For Leila Fawaz, receiving France's highest academic award came out of the blue. Arguably, though, the prize is a milestone on a path of learning that began when she was a child in Beirut.
"As a Lebanese, what I studied in Lebanon always stays with me," Fawaz said after receiving the award from the office of the French Consul-General in Boston earlier this summer.
She said she was completely taken aback when she returned from a vacation in June to find an envelope naming her Chevalier in the National Order of the Legion of Honor for her "exemplary personal commitment to French-American relations."
"I was flabbergasted," she recalls.
Speaking about the honor over the phone from her Boston-area home – where she teaches Lebanese and Eastern Mediterranean Studies at the Fletcher School of Tufts University – Fawaz reflects upon how growing up during Lebanon's Civil War led her to this prize.
As a scholar, in fact, Fawaz is better known for her connections with the United States than France.
She has spent most of her academic life in the U.S., arriving at Tufts in 1980, serving as the dean of the College of Liberal Arts and Jackson College from 1996 to 2001. Last year, she was elected to the Harvard Board of Overseers. She has also served as president of the Middle East Studies Association of North America.
Her better-known publications, too – from her 1983 study "Merchants and Migrants in Nineteenth-Century Beirut," to her 1994 monograph "An Occasion for War: Ethnic Conflict in Lebanon and Damascus in 1860" – have been published in English.
Yet Fawaz is no stranger to France. She was a visiting professor at Universite de Provence and Paris' l'Ecole des Hautes Etudes en Science Politiques et Sociales.
Despite the political mistakes France made during their colonial exploits in the Arab world, Fawaz says she admires the country's academic research on the MENA region, noting that French scholars are thorough in their study of Arabic and are dedicated area specialists.
Born Leila Tarazi, Fawaz grew up in a Greek Orthodox family in the Beirut neighborhood of Sanayah back in the 1960s and 1970s, when the now mostly Sunni enclave was much more mixed.
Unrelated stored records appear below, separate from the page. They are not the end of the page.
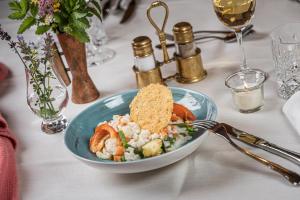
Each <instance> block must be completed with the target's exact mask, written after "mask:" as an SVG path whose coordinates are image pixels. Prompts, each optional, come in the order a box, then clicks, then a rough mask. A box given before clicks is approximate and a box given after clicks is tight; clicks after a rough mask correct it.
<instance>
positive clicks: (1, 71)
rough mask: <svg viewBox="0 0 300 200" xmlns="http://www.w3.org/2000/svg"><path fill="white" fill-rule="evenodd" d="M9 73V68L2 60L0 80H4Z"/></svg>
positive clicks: (0, 69)
mask: <svg viewBox="0 0 300 200" xmlns="http://www.w3.org/2000/svg"><path fill="white" fill-rule="evenodd" d="M8 74H9V70H8V68H7V67H6V66H5V65H4V64H3V63H1V62H0V81H2V80H4V79H5V78H6V77H7V76H8Z"/></svg>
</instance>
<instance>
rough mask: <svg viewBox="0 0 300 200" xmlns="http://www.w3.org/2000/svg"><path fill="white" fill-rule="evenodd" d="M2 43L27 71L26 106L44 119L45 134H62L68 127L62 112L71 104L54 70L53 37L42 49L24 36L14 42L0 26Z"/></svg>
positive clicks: (51, 38) (41, 45)
mask: <svg viewBox="0 0 300 200" xmlns="http://www.w3.org/2000/svg"><path fill="white" fill-rule="evenodd" d="M0 39H2V40H6V41H7V42H8V44H9V46H10V47H11V48H12V49H13V50H14V51H15V53H16V54H17V56H18V57H19V58H20V60H21V61H22V63H23V65H24V67H25V74H26V82H27V84H26V89H27V104H28V105H29V107H30V109H31V110H32V111H33V112H34V113H35V114H36V115H37V116H39V117H41V118H42V119H43V122H42V125H41V128H42V130H43V131H44V132H45V133H49V134H50V133H51V134H52V133H57V132H61V131H62V130H63V129H64V128H65V127H66V125H67V120H66V118H65V117H64V116H63V115H62V111H63V109H64V108H65V107H66V105H67V103H68V92H67V89H66V87H65V85H64V84H63V82H62V81H61V79H60V77H59V76H56V73H55V71H54V68H53V55H54V52H53V48H51V46H52V44H53V42H54V41H53V38H52V36H51V35H50V34H49V33H47V34H46V35H45V37H44V38H43V42H42V45H36V44H34V43H33V42H30V43H27V42H26V41H25V40H24V38H23V37H21V36H19V37H18V40H17V41H13V40H12V39H11V37H10V36H9V34H8V33H7V32H5V31H4V30H3V29H2V28H1V25H0Z"/></svg>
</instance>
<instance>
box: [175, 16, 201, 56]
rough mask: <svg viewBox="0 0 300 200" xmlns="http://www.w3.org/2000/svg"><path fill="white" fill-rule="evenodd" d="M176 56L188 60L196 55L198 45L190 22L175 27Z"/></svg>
mask: <svg viewBox="0 0 300 200" xmlns="http://www.w3.org/2000/svg"><path fill="white" fill-rule="evenodd" d="M173 33H174V39H175V46H176V54H177V55H179V56H181V57H182V58H187V57H190V56H193V55H195V54H196V48H197V47H196V44H195V42H194V34H193V29H192V26H191V25H190V24H189V23H188V22H180V23H177V24H175V25H174V27H173Z"/></svg>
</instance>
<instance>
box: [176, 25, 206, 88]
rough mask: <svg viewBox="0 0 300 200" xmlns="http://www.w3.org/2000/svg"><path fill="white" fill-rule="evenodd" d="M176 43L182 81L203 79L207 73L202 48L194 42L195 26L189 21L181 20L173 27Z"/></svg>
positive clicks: (176, 49)
mask: <svg viewBox="0 0 300 200" xmlns="http://www.w3.org/2000/svg"><path fill="white" fill-rule="evenodd" d="M173 34H174V39H175V44H176V53H175V54H174V58H175V60H176V65H177V71H178V75H177V77H176V79H177V81H178V82H180V83H194V82H198V81H201V80H203V79H204V78H205V77H206V75H207V73H206V71H205V70H204V68H203V63H202V59H201V50H200V48H198V47H197V46H196V44H195V42H194V34H193V28H192V26H191V25H190V24H189V23H188V22H179V23H177V24H175V25H174V27H173Z"/></svg>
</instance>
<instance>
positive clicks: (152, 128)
mask: <svg viewBox="0 0 300 200" xmlns="http://www.w3.org/2000/svg"><path fill="white" fill-rule="evenodd" d="M172 111H173V97H172V93H171V91H170V89H169V88H167V87H166V86H163V85H160V84H150V85H148V86H147V87H144V88H142V89H141V90H140V91H139V92H138V94H137V95H136V96H135V98H134V99H133V101H132V102H131V104H130V117H131V119H132V121H134V122H136V123H137V124H138V125H139V126H140V127H141V128H142V129H146V130H149V131H150V132H151V133H159V132H160V131H161V130H162V129H163V128H165V127H167V126H168V123H169V122H170V119H171V116H172Z"/></svg>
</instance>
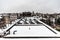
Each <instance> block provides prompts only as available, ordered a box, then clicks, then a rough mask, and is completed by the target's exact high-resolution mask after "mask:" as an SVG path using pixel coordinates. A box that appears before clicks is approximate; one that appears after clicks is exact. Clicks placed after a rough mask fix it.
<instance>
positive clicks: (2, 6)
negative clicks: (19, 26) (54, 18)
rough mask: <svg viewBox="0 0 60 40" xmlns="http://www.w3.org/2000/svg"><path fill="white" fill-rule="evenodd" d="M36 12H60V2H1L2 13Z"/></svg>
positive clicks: (36, 0) (47, 12)
mask: <svg viewBox="0 0 60 40" xmlns="http://www.w3.org/2000/svg"><path fill="white" fill-rule="evenodd" d="M23 11H35V12H42V13H54V12H58V13H59V12H60V0H0V13H4V12H5V13H6V12H23Z"/></svg>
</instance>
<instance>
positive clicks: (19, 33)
mask: <svg viewBox="0 0 60 40" xmlns="http://www.w3.org/2000/svg"><path fill="white" fill-rule="evenodd" d="M28 20H29V19H28ZM32 21H33V20H32ZM21 23H22V24H24V23H23V21H21ZM27 23H29V22H28V21H27ZM34 23H35V26H33V25H30V26H28V25H29V24H30V23H29V24H28V25H26V26H14V27H13V28H12V29H11V30H10V34H9V35H7V36H6V37H28V36H29V37H35V36H36V37H37V36H39V37H40V36H56V34H55V33H54V32H52V31H51V30H49V29H48V28H47V27H46V26H44V25H43V24H39V25H36V22H34Z"/></svg>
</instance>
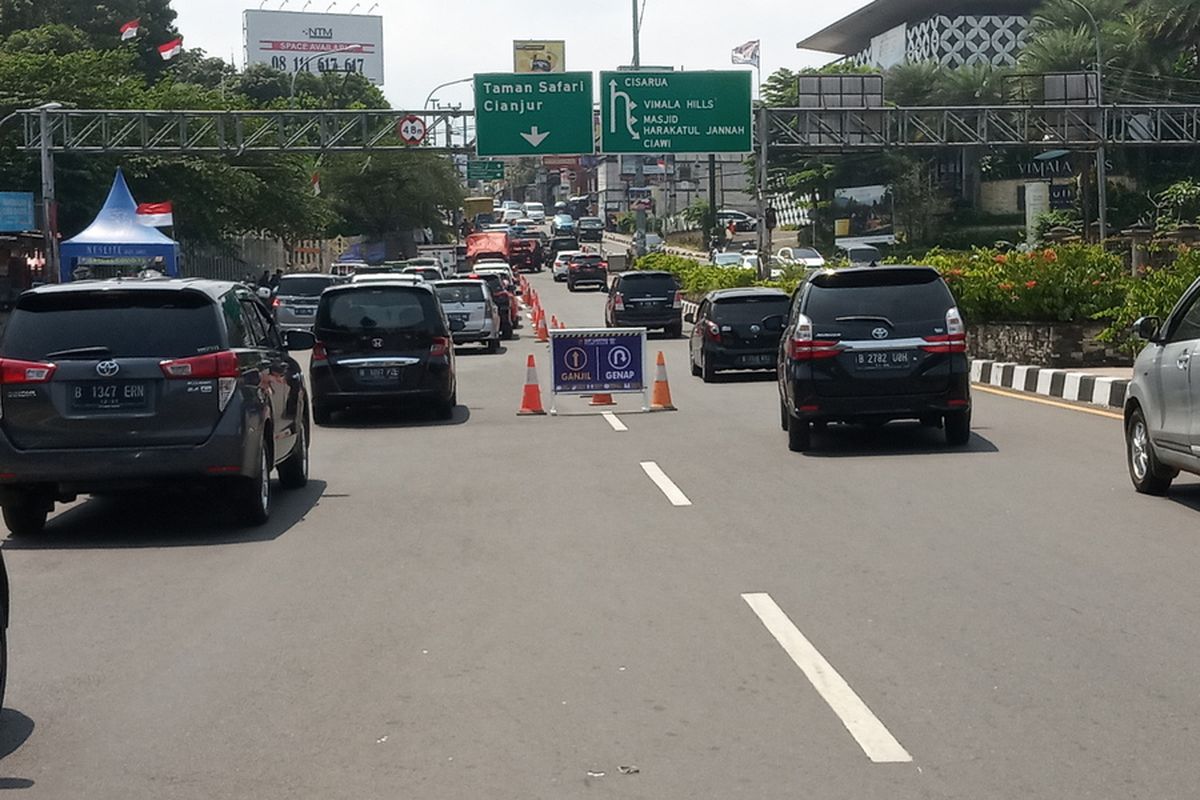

She laments that the Aridi building, where she grew up, has become run down in recent years.
She recalls how, during the Civil War, people would always dress elegantly even when living in fear. This stylishness didn't reflect local superficiality, Fawaz insists, but a spirit of resilience – a way of retaining one's dignity – that persisted throughout the war.
"Ordinary people showed a lot of courage," she says. "When I get an award like this I think of the Lebanese people and how valuable they are, and how education is so important to this small country ... I'm just one representative of a huge number of people."
One of the most vivid memories of hope and resilience Fawaz recalls from growing up during the war was meeting an illiterate Beirut florist.
"He didn't know how to read or write," she recalls, "but he was so proud his son was going to school."
Though individuals "can't control the larger picture," Fawaz does believe people can thrive if they just follow their passions.
"Whenever I'm in Lebanon, I'm so impressed because the people [I meet] are so passionate about their studies ... That's the only way for society to improve – because the young people are the future. That's what made Lebanon so special from the beginning."
She lauds Lebanon's education system for teaching students three languages – Arabic, French and English – which she says exposes students to the rest of the world.
She remembers that, because of the country's frequent power outages, she and many students she knew spent their evenings reading by candle light, determined to get an education no matter what the obstacles.
It was this determination to read that gave her the drive to complete her two-year master's degree at the American University of Beirut in one year. It was at AUB that she met her future husband Karim, and where she embarked upon her academic career. "I never meant to have a career. I just kept reading."